Automated data quality analysis tool using FastAPI and pandas.
Data Quality Checker is a professional-grade tool for validating the structural and semantic quality of datasets. It supports CSV, JSON, and XML files as input and provides comprehensive validation reports, ML readiness recommendations, and flexible output formats.
The Data Quality Checker performs:
- Data Validation: Missing values, duplicates, data types, ranges, email/phone/date validation, outliers detection
- ML Readiness Analysis: Provides ML readiness score and recommendations for feature engineering
- Comprehensive Reporting: Generates reports in multiple formats (Markdown, HTML, PDF, Excel, JSON, CSV, XML, Parquet) with visualizations
- API Integration: RESTful API with customized Swagger UI documentation
- History Tracking: Stores validation sessions with pagination and provides comparison/trend analysis capabilities
- Batch Processing: Process multiple files at once with detailed results
- Webhooks: Automated notifications for validation events with HMAC signature verification
- Custom Validation Rules: Configure custom validation rules via API (thresholds, ranges, formats, etc.)

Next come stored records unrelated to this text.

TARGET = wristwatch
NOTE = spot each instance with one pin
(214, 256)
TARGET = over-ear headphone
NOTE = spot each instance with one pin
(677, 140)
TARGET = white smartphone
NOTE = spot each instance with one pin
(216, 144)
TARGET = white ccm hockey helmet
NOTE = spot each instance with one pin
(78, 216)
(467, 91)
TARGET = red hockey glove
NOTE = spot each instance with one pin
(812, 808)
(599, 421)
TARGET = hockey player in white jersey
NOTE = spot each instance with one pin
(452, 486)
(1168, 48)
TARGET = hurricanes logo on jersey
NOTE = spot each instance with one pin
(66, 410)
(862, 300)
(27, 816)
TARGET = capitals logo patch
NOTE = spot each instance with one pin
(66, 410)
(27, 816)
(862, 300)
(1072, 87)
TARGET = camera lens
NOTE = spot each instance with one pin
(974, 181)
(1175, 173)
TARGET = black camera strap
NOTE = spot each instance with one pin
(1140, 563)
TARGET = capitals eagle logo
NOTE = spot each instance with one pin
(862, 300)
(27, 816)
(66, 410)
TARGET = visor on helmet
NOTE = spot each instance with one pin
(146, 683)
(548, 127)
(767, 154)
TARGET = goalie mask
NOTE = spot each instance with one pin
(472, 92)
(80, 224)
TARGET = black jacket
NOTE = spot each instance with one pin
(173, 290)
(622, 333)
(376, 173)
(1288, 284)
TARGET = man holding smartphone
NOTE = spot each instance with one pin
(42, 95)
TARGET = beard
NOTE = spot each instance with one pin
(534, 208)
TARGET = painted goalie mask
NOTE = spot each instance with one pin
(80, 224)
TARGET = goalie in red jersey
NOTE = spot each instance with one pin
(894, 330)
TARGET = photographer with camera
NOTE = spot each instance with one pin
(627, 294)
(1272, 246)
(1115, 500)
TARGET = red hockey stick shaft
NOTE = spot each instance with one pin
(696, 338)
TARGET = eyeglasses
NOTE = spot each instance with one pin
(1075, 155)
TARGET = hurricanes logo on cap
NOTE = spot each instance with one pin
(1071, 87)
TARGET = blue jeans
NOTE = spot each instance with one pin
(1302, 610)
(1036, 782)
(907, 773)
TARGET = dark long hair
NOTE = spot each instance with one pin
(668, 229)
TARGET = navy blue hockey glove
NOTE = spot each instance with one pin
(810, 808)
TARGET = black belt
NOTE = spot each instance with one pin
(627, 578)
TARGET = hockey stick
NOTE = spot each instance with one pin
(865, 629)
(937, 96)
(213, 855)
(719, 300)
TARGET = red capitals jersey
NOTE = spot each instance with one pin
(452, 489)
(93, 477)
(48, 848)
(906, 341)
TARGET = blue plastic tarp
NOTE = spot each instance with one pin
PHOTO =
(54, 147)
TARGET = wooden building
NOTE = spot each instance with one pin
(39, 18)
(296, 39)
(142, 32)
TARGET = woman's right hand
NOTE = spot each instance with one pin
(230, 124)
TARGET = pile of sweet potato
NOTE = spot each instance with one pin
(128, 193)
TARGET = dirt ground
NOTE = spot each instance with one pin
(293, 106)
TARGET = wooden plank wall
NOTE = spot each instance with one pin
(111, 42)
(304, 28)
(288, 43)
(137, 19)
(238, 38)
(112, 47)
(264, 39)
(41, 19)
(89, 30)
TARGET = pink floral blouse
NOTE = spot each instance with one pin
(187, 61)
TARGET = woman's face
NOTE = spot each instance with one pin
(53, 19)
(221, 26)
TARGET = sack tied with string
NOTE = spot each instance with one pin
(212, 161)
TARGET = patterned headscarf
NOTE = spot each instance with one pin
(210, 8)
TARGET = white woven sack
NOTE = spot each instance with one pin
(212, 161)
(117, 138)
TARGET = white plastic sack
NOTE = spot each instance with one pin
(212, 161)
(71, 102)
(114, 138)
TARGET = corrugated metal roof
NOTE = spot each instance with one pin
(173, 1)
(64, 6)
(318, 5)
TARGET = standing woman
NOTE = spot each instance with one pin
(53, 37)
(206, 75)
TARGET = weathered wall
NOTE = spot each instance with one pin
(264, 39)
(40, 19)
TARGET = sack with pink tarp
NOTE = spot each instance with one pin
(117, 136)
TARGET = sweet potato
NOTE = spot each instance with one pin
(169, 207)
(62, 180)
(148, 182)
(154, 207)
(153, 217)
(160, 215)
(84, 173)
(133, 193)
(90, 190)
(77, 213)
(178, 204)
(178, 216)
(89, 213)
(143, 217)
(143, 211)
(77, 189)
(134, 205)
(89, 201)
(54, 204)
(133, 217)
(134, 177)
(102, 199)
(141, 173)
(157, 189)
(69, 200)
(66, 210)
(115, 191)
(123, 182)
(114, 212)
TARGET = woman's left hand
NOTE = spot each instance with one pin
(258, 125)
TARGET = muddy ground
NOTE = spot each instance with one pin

- Monitoring & Metrics: Health checks, API usage metrics, structured logging, rate limiting
pip install -r requirements.txtuvicorn src.api.main:app --reloadAccess the API documentation at: http://127.0.0.1:8000/docs
pytest --cov=src --cov-report=term-missingCoverage threshold: 90% (currently 91.80%)
├── src/ # Source code
│ ├── api/ # FastAPI endpoints and middleware
│ ├── core/ # Business logic (validation, ML advisor, reporting)
│ └── db/ # Database models and configuration
├── tests/ # Test suite (unit, integration, e2e)
├── docker/ # Docker configuration files
├── data/ # Sample data and database files
│ └── db/ # SQLite database files
├── logs/ # Application logs and coverage reports
├── reports/ # Generated validation reports
├── tmp/ # Temporary files (uploads, test files)
│ └── uploads/ # Temporary uploaded files
└── Documentation/ # Comprehensive documentation
- ✅ File upload via API
- ✅ URL-based file upload
- ✅ Comprehensive data validation
- ✅ ML readiness recommendations
- ✅ Multiple report formats (MD, HTML, PDF, Excel, JSON, CSV, XML, Parquet)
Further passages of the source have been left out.